My massive short story output has left me with two drawers of a
file cabinet crammed with manila envelopes containing manuscripts,
and two shoeboxes in the bottom drawer stuffed with roughly 200
rejection slips (I’ve always been a firm believer in multiple
submissions) from some of America’s most prominent magazines. How
was I to know that The New Yorker received 8,000
submissions per month?
These stories all reflect who I was reading at the time I wrote
them. This is a cautionary tale, of course, because the short story
writer who writes like that has no business writing stories. T.S.
Eliot said: “Bad writers imitate; good writers steal.” The author
of “The Wasteland” proved that plagiarism is the spice of the
literary life. Though reflecting the general decline of Western
Civilization, they don’t make plagiarists like they used to. After
all, who do we now have to compare to Shakespeare hijacking big
chunks of Julius Caesar out of Plutarch? Doris Kearns
Goodwin? But I digress. Back to my honestly executed and extremely
bad short stories.
I had the standard terse Hemingway phase that slowly evolved
into a convoluted Faulkner one, where the sentences seemed to run
all the way to my rejection slip- choked mailbox. I had a Joseph
Conrad-Graham Greene-Robert Stone period, where all my male
characters were alienated, nihilistic Vietnam veterans who dealt
drugs, drank tequila from the bottle, had torrid love affairs with
beautiful, dissipated women, and died violently in exotic locales
like Thailand or Mexico. John Cheever was a temporary enthusiasm as
I tried to apply his American suburban-angst motif to the “New
West” when I moved here over a decade ago, as was Flannery O’Connor
as I attempted to inject a bit of her Southern Gothic outlook into
the life of small town Wyoming. I also wrote poor parodies of Larry
McMurtry and Thomas McGuane, two contemporary Westerners who
actually know the territory.
One “McGuanesque” entitled “And Jack Again” was published in
Caldera, a “little magazine” (now defunct) out of glitzy
Jackson, Wyoming. Little magazines brought out in upscale Rocky
Mountain resort towns differ from their more staid academic
counterparts in that they aren’t publicly supported, are infused
with a narcissistic center-of-the-universe “sense of place,” and
are published by pseudo-creative liberals with trust funds. In
short, tons of private money on hand but no talent. They would
drown in ennui and existential dread if they didn’t have a bad
magazine to put out. I found it paradoxical that these earnest
little rags always had money to “plow back into the magazine,” but
paid their writers nothing but contributor copies.
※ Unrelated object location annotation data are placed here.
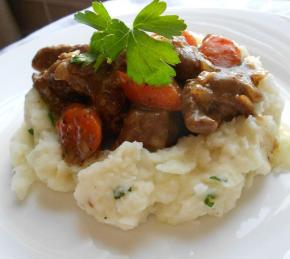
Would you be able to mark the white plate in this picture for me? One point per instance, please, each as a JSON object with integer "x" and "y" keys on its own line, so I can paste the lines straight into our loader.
{"x": 49, "y": 225}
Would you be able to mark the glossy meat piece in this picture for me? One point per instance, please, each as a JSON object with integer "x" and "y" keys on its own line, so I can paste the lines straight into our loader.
{"x": 80, "y": 133}
{"x": 57, "y": 94}
{"x": 155, "y": 128}
{"x": 101, "y": 88}
{"x": 189, "y": 66}
{"x": 45, "y": 57}
{"x": 214, "y": 97}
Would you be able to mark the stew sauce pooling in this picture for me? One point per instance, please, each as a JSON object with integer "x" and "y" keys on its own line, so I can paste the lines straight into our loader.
{"x": 101, "y": 109}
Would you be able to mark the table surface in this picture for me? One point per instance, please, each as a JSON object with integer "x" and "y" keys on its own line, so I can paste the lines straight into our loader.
{"x": 121, "y": 7}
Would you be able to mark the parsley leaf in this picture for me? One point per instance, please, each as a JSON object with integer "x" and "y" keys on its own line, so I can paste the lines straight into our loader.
{"x": 115, "y": 40}
{"x": 150, "y": 19}
{"x": 209, "y": 200}
{"x": 99, "y": 19}
{"x": 84, "y": 59}
{"x": 148, "y": 60}
{"x": 120, "y": 191}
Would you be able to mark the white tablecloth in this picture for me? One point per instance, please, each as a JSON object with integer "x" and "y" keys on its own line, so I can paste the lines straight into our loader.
{"x": 119, "y": 7}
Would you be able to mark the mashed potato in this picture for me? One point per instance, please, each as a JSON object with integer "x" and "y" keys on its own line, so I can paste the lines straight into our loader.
{"x": 199, "y": 175}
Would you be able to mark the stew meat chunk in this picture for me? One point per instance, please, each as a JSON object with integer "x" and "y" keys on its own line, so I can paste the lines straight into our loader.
{"x": 64, "y": 83}
{"x": 155, "y": 128}
{"x": 214, "y": 97}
My Caldera story was about a hard luck New West cowboy
(Jack) who loses the ranch, gets a divorce and a much-hated job
working on an oil rig, and starts to drink too much, the latter
resulting in some slapstick comic adventures. One night while
carefully navigating his pickup truck home from a bar, Jack pulled
over and got sick. This was merely an understated device in the
story to highlight Jack’s personal fortunes and state of mind. I
didn’t describe it in graphic detail. But an illustrator at
Caldera did. There in my first published short story was a
crudely rendered pencil sketch of a slovenly dressed cowboy leaning
on the hood of a pickup with strings of vomit hanging from his
mustache like fangs. I suppose this was Caldera’s way of
dispelling the “Myth of the West,” my puke-spattered cowboy being a
manifestation of editorial policy.
My other published story, “A Fine Day for Business,” showed up
in a western pulp fiction magazine in Montana called Big Sky
Stories. A scholarly look at the 1830s Rocky Mountain Fur
trade, the piece also featured some rather gritty realism: Indian
fighting, scalping, and torture (one poor guy has his arm chopped
off). Rereading it reminds me that this story shows me at the peak
of what I call my Cormac McCarthy-Sam Peckinpah period, with
dismembered body parts used for great symbolic effect. Who knows?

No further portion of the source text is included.